51 nadmorskich kąpielisk, znajdujących się w województwie pomorskim, zostało w tym sezonie dopuszczonych do użytku przez sanepid. Wśród kontrolowanych miejsc tylko w jednym zabroniono kąpieli.
Jak poinformowała w środę PAP rzecznik gdańskiej Wojewódzkiej Stacji Sanitarno-Epidemiologicznej (WSSE) Anna Obuchowska, do kąpieli nie został dopuszczony 600-metrowy odcinek pobrzeża Zatoki Gdańskiej u ujścia rzeki Kaczej w Gdyni-Orłowie. “Część działek położonych nad Kaczą jest nieskanalizowana. Badanie bakteriologiczne wody u ujścia rzeki wypadło negatywnie” – wyjaśniła Obuchowska.
Sanepid co roku, przed rozpoczęciem sezonu, bada – m.in. pod względem bakteriologicznym – wodę w miejscach zgłoszonych przez ich gospodarzy (gminy lub właścicieli prywatnych). W tym roku do gdańskiej stacji zwróciło się z prośbą o opinię 52 właścicieli pomorskich kąpielisk położonych nad otwartym morzem oraz zatokami Pucką i Gdańską.
Poza Gdynią-Orłowo przy ujściu rzeki Kaczej, badania wody we wszystkich pozostałych miejscach – poczynając od Ustki, przez Chałupy, Juratę, Hel, Gdynię, Gdańsk, Sopot, aż po Krynicę Morską i Piaski – wypadły pozytywnie i sanepid dopuścił je do kąpieli.
Oprócz terenów nadmorskich, gdańska WSSE badała też wodę w kąpieliskach śródlądowych: na jeziorach czy rzekach.

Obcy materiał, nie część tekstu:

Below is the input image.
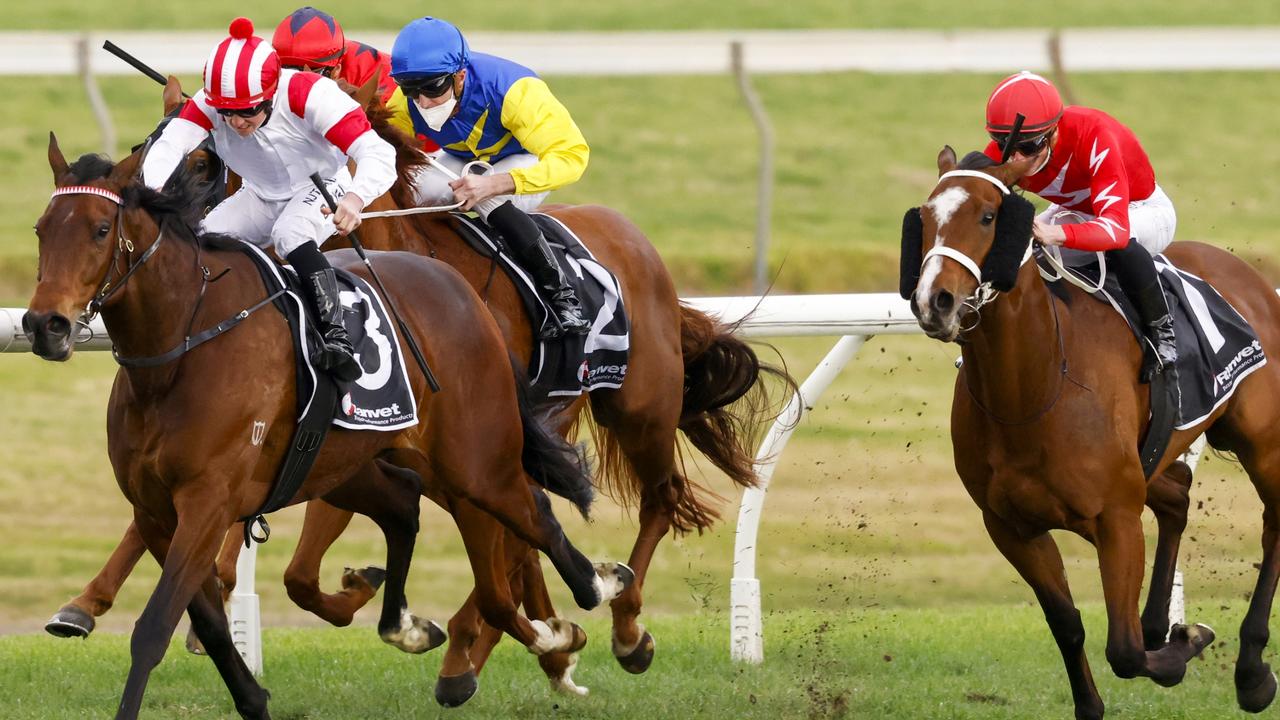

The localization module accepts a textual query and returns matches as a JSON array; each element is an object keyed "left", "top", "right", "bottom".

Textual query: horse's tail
[
  {"left": 579, "top": 305, "right": 795, "bottom": 534},
  {"left": 680, "top": 297, "right": 796, "bottom": 488},
  {"left": 511, "top": 359, "right": 595, "bottom": 518}
]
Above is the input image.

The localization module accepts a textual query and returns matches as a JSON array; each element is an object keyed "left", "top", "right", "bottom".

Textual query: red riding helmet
[
  {"left": 205, "top": 18, "right": 280, "bottom": 110},
  {"left": 987, "top": 70, "right": 1062, "bottom": 135},
  {"left": 271, "top": 5, "right": 347, "bottom": 68}
]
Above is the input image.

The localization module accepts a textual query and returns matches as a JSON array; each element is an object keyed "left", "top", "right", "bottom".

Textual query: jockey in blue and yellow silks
[{"left": 388, "top": 18, "right": 590, "bottom": 334}]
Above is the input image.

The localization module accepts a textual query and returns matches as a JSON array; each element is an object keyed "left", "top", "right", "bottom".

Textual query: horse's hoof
[
  {"left": 186, "top": 628, "right": 205, "bottom": 655},
  {"left": 378, "top": 611, "right": 449, "bottom": 655},
  {"left": 613, "top": 625, "right": 654, "bottom": 675},
  {"left": 1235, "top": 665, "right": 1276, "bottom": 712},
  {"left": 45, "top": 605, "right": 97, "bottom": 638},
  {"left": 1169, "top": 623, "right": 1217, "bottom": 660},
  {"left": 435, "top": 670, "right": 480, "bottom": 707},
  {"left": 548, "top": 650, "right": 591, "bottom": 697},
  {"left": 342, "top": 565, "right": 387, "bottom": 593}
]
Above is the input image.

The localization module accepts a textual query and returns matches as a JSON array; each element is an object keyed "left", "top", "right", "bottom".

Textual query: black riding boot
[
  {"left": 1107, "top": 240, "right": 1178, "bottom": 383},
  {"left": 288, "top": 242, "right": 364, "bottom": 383},
  {"left": 489, "top": 202, "right": 591, "bottom": 340}
]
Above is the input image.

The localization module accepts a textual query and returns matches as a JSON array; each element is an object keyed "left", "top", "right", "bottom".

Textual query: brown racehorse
[
  {"left": 55, "top": 82, "right": 791, "bottom": 702},
  {"left": 904, "top": 147, "right": 1280, "bottom": 717},
  {"left": 23, "top": 136, "right": 628, "bottom": 719}
]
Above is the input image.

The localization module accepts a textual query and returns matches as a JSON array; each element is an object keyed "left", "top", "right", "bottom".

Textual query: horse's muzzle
[
  {"left": 22, "top": 310, "right": 72, "bottom": 361},
  {"left": 911, "top": 290, "right": 960, "bottom": 342}
]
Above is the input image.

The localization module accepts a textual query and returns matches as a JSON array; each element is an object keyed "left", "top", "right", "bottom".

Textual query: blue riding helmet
[{"left": 392, "top": 18, "right": 471, "bottom": 82}]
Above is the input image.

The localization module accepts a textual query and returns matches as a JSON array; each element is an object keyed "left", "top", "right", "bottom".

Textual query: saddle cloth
[
  {"left": 453, "top": 213, "right": 631, "bottom": 397},
  {"left": 244, "top": 243, "right": 417, "bottom": 430},
  {"left": 1037, "top": 250, "right": 1267, "bottom": 430}
]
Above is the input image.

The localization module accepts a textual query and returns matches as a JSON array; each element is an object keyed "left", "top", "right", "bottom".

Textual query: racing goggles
[
  {"left": 991, "top": 131, "right": 1053, "bottom": 158},
  {"left": 393, "top": 73, "right": 463, "bottom": 100},
  {"left": 218, "top": 100, "right": 271, "bottom": 118}
]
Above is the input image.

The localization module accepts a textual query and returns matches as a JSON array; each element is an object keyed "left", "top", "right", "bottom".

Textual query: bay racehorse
[
  {"left": 55, "top": 82, "right": 794, "bottom": 705},
  {"left": 23, "top": 135, "right": 628, "bottom": 719},
  {"left": 902, "top": 142, "right": 1280, "bottom": 719}
]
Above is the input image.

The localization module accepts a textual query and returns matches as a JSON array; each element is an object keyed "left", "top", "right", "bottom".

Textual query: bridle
[
  {"left": 920, "top": 170, "right": 1032, "bottom": 332},
  {"left": 50, "top": 184, "right": 165, "bottom": 325},
  {"left": 52, "top": 184, "right": 287, "bottom": 368}
]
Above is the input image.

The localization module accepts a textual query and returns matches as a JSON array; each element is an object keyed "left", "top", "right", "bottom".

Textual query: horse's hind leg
[
  {"left": 1215, "top": 435, "right": 1280, "bottom": 712},
  {"left": 1142, "top": 460, "right": 1192, "bottom": 650},
  {"left": 277, "top": 500, "right": 387, "bottom": 628},
  {"left": 324, "top": 462, "right": 445, "bottom": 653},
  {"left": 983, "top": 512, "right": 1102, "bottom": 720},
  {"left": 45, "top": 523, "right": 147, "bottom": 638},
  {"left": 116, "top": 499, "right": 268, "bottom": 720},
  {"left": 1093, "top": 507, "right": 1213, "bottom": 687}
]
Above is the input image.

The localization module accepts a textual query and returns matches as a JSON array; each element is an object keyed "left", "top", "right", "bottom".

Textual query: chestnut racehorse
[
  {"left": 902, "top": 147, "right": 1280, "bottom": 719},
  {"left": 55, "top": 79, "right": 792, "bottom": 705},
  {"left": 23, "top": 135, "right": 630, "bottom": 719}
]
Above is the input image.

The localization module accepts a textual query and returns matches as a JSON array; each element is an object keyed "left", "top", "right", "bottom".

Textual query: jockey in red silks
[
  {"left": 271, "top": 5, "right": 440, "bottom": 152},
  {"left": 142, "top": 18, "right": 396, "bottom": 382},
  {"left": 986, "top": 72, "right": 1178, "bottom": 382}
]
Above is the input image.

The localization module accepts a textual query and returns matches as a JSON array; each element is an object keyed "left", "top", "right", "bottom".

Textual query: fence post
[
  {"left": 728, "top": 40, "right": 773, "bottom": 293},
  {"left": 76, "top": 32, "right": 115, "bottom": 158}
]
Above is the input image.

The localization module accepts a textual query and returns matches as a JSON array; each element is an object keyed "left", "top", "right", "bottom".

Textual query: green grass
[
  {"left": 0, "top": 73, "right": 1280, "bottom": 305},
  {"left": 5, "top": 0, "right": 1280, "bottom": 36},
  {"left": 0, "top": 603, "right": 1264, "bottom": 720}
]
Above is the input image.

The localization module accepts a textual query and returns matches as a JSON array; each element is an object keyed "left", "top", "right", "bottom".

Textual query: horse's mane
[
  {"left": 365, "top": 102, "right": 428, "bottom": 208},
  {"left": 67, "top": 154, "right": 241, "bottom": 250},
  {"left": 956, "top": 150, "right": 1000, "bottom": 170}
]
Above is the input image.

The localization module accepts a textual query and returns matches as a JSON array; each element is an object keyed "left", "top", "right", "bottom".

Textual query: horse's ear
[
  {"left": 49, "top": 131, "right": 67, "bottom": 186},
  {"left": 108, "top": 149, "right": 142, "bottom": 187},
  {"left": 991, "top": 156, "right": 1038, "bottom": 187},
  {"left": 164, "top": 76, "right": 183, "bottom": 115},
  {"left": 351, "top": 68, "right": 383, "bottom": 109},
  {"left": 938, "top": 145, "right": 956, "bottom": 176}
]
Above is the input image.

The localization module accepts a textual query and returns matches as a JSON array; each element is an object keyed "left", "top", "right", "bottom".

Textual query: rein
[
  {"left": 920, "top": 170, "right": 1033, "bottom": 325},
  {"left": 922, "top": 170, "right": 1074, "bottom": 425},
  {"left": 51, "top": 184, "right": 285, "bottom": 368}
]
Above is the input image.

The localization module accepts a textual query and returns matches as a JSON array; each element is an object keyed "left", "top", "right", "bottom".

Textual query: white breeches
[
  {"left": 413, "top": 152, "right": 550, "bottom": 220},
  {"left": 200, "top": 168, "right": 351, "bottom": 260},
  {"left": 1037, "top": 184, "right": 1178, "bottom": 255}
]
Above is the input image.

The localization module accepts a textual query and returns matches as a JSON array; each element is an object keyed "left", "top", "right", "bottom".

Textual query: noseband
[
  {"left": 920, "top": 170, "right": 1033, "bottom": 332},
  {"left": 50, "top": 184, "right": 164, "bottom": 319}
]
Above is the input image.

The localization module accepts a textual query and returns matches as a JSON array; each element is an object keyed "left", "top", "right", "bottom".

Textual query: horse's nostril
[
  {"left": 929, "top": 290, "right": 956, "bottom": 313},
  {"left": 45, "top": 314, "right": 72, "bottom": 337}
]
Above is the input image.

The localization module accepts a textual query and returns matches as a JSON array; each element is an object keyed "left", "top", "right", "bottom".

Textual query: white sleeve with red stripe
[
  {"left": 1065, "top": 129, "right": 1129, "bottom": 251},
  {"left": 142, "top": 90, "right": 214, "bottom": 190},
  {"left": 288, "top": 73, "right": 396, "bottom": 205}
]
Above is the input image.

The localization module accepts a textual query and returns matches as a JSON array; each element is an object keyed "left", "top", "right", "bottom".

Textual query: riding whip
[
  {"left": 311, "top": 173, "right": 440, "bottom": 392},
  {"left": 102, "top": 40, "right": 191, "bottom": 99}
]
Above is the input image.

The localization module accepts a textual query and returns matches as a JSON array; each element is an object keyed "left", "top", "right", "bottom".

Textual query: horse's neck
[{"left": 961, "top": 263, "right": 1066, "bottom": 419}]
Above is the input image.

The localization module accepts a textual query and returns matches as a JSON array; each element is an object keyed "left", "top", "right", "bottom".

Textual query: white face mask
[{"left": 413, "top": 96, "right": 458, "bottom": 131}]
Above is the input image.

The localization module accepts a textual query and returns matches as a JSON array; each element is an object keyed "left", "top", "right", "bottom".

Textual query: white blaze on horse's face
[{"left": 915, "top": 186, "right": 969, "bottom": 330}]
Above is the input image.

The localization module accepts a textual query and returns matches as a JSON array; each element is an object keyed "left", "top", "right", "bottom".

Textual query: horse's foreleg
[
  {"left": 45, "top": 523, "right": 147, "bottom": 638},
  {"left": 1235, "top": 442, "right": 1280, "bottom": 712},
  {"left": 116, "top": 502, "right": 256, "bottom": 720},
  {"left": 1094, "top": 509, "right": 1213, "bottom": 687},
  {"left": 1142, "top": 461, "right": 1192, "bottom": 650},
  {"left": 983, "top": 512, "right": 1102, "bottom": 720},
  {"left": 284, "top": 500, "right": 385, "bottom": 628},
  {"left": 322, "top": 462, "right": 445, "bottom": 653}
]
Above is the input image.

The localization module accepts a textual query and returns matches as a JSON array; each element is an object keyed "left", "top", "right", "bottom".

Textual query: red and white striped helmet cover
[{"left": 205, "top": 18, "right": 280, "bottom": 109}]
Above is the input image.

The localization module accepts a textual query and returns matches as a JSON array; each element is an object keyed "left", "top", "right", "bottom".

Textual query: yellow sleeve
[
  {"left": 502, "top": 77, "right": 591, "bottom": 195},
  {"left": 387, "top": 87, "right": 417, "bottom": 140}
]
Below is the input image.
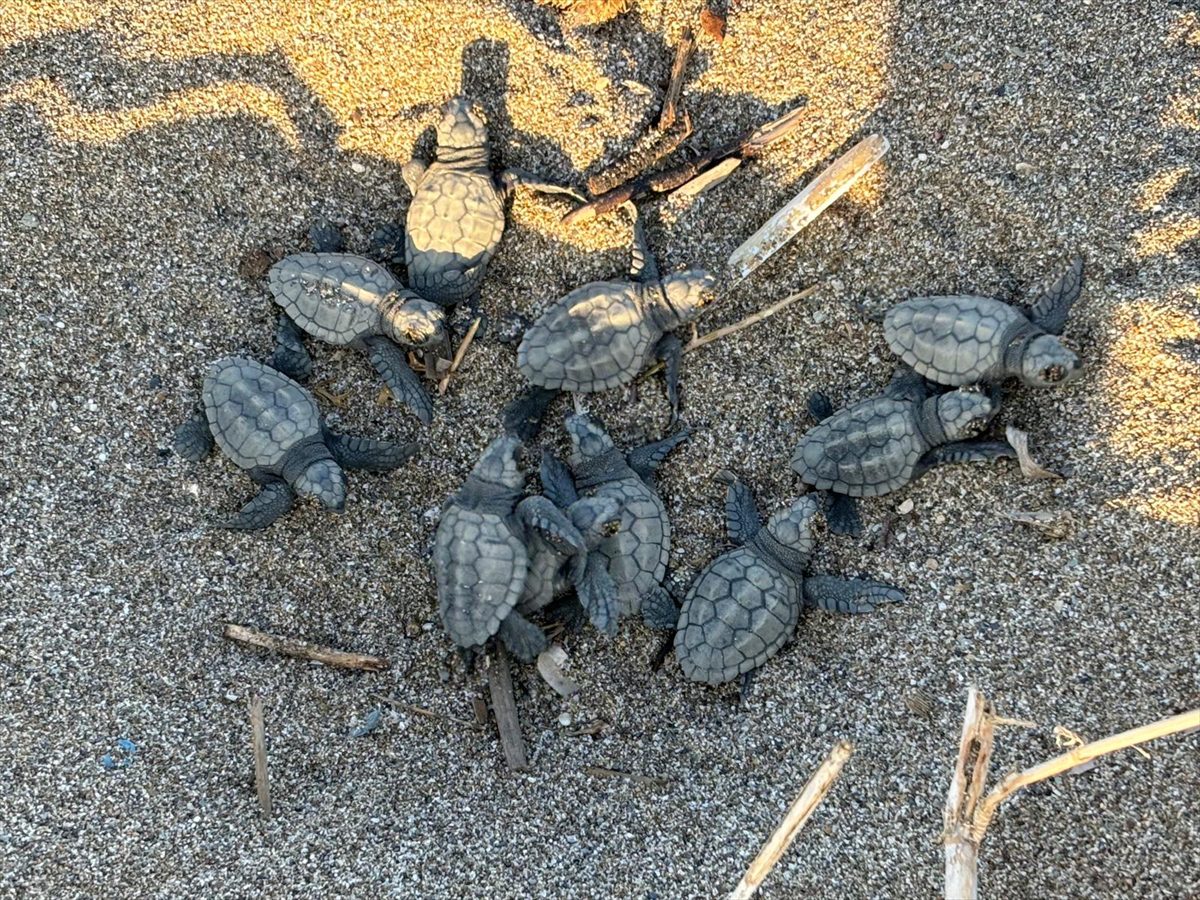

Ponad 150 spośród nich otrzymało decyzję pozytywną.
“Przez cały sezon, co dwa tygodnie, będziemy przeprowadzać kolejne kontrole jakości wody we wszystkich kąpieliskach. Może się zdarzyć, że w którymś z nich stan wody ulegnie pogorszeniu i trzeba je będzie zamknąć” – zaznaczyła Obuchowska.